Abstract

Author of the paper: University College London and Shanghai Jiao Tong University

  • Background: Existing MARL methods becomes intractable due to the curse of dimensionality and the exponential growth of agent interactions.
  • Thoughts: approximate interactions within the population of agents with those between a single agent and the average effect from the overall population or neighboring agents.
  • Propose mean field Q-Learning and mean field Actor-critic algorithms which can be apply to many agent environments.
  • paper

Introduction

Background

Multi-agent reinforcement learning(MARL) is concerned with a set of autonomous agents that share a common environment. Independant Q-Learning that considering other agents as part of environments often fails as the changes of one agent will affect that of the others which make learning unstable.

Related works

For MARL part:

  • Studies show that an agent who learns the effect of joint actions has better performance than those who do not in many scenarios.
  • Solutions to address the nonstationary issue in MARL: opponent modeling, policy parameter sharing, centralized training with decentralized execution(MADDPG).

The above approaches limit their studies mostly to tens of agents, due to :

  • the input space of Q grows exponentially with the number of agents grows.
  • the accumulated noises by the exploratory actions of other agents make the Q learning not feasible.

Also related to Mean Field Game(MFG):

  • studies population behaviors resulting from the aggregations of decisions taken from individuals.
  • Yang combines MFG with RL to learn reward fuction and forward mean dynamics in Inverse RL.

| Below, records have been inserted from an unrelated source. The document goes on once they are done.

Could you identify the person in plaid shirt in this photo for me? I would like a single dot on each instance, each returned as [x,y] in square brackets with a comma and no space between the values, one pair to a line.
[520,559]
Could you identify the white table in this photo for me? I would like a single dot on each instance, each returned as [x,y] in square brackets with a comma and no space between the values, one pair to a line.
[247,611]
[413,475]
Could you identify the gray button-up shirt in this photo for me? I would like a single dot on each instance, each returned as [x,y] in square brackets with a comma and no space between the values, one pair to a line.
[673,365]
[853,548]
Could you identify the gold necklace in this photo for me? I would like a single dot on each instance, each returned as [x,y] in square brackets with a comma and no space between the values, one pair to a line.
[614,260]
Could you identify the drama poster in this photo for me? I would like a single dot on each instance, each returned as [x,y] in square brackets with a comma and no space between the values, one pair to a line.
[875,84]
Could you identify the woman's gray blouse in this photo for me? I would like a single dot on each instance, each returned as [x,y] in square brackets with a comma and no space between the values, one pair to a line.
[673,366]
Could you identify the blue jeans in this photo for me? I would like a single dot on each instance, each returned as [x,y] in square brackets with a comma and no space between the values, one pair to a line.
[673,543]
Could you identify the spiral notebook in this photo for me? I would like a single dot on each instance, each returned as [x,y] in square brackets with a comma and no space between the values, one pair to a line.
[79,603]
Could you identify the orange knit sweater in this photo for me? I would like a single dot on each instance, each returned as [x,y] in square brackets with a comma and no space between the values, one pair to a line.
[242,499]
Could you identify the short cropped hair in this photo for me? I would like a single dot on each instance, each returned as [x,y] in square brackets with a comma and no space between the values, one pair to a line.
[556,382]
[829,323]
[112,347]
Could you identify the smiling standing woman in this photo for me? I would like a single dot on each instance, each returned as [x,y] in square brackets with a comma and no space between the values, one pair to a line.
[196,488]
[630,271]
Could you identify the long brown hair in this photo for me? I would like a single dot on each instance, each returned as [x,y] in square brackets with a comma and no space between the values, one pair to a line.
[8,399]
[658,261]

But this paper's goal is to form a computable Q-learning algorithm.

Approach

To address the issue that $Q^j(s,a)$ become infeasible when the number of agents grow large,the author factorize it as follow: $Q ^ { j } ( s , \boldsymbol { a } ) = \frac { 1 } { N ^ { j } } \sum _ { k \in \mathcal { N } ( j ) } Q ^ { j } \left( s , a ^ { j } , a ^ { k } \right)$

and $a ^ { k } = \overline { a } ^ { j } + \delta a ^ { j , k }$ where $\overline { a } ^ { j } = \frac { 1 } { N ^ { j } } \sum _ { k } a ^ { k }$

combine above we can get:

For calculating Q-Value.

$Q _ { t + 1 } ^ { j } \left( s , a ^ { j } , \overline { a } ^ { j } \right) = ( 1 - \alpha ) Q _ { t } ^ { j } \left( s , a ^ { j } , \overline { a } ^ { j } \right) + \alpha \left[ r ^ { j } + \gamma v _ { t } ^ { j } \left( s ^ { \prime } ,\overline{a} \right) \right]$

$v _ { t } ^ { j } \left( s ^ { \prime } \right) = \sum _ { a ^ { j } } \pi _ { t } ^ { j } \left( a ^ { j } | s ^ { \prime } , \overline { a } ^ { j } \right) \mathbb { E } _ { \overline { a } ^ { j } ( \boldsymbol { a } - j ) \sim \pi _ { t } ^ { - j } } \left[ Q _ { t } ^ { j } \left( s ^ { \prime } , a ^ { j } , \overline { a } ^ { j } \right) \right]$

Loss function

For MFQ: $\mathscr { L } \left( \phi ^ { j } \right) = \left( y ^ { j } - Q _ { \phi ^ { j } } \left( s , a ^ { j } , \overline { a } ^ { j } \right) \right) ^ { 2 }$

$y ^ { j } = r ^ { j } + \gamma v _ { \phi _ { - } ^ { j } } ^ { \mathrm { MF } } \left( s ^ { \prime } \right)$

Algorithms

Experiments

This paper evaluate algorithm in 3 different scenarios, but here I only show the battle game example which is more related to my works.

Settings:

Two armies fighting against each other in a grid world.The goal of each army is to get more rewards.Action space contains move or attack nearby agents. Reward setting is : -0.005 for every move, 0.2 for attacking an enemy,5 for killing an enemy, -0.1 for attacking an empty grid, -0.1 for being attacked or killed.

Results

2000 rounds after self-plays trainning.

  • IL performs better than AC and MF-AC imply the effictiveness of off-policy learning with replay-buffer.
  • The replay-buffer and the maximum operator in calculating Q-values may be the reason why MFQ converge fast than MFAC .

Conclusion

Transform many-body problem into two-body problem using mean field theory enable the scalability in MARL.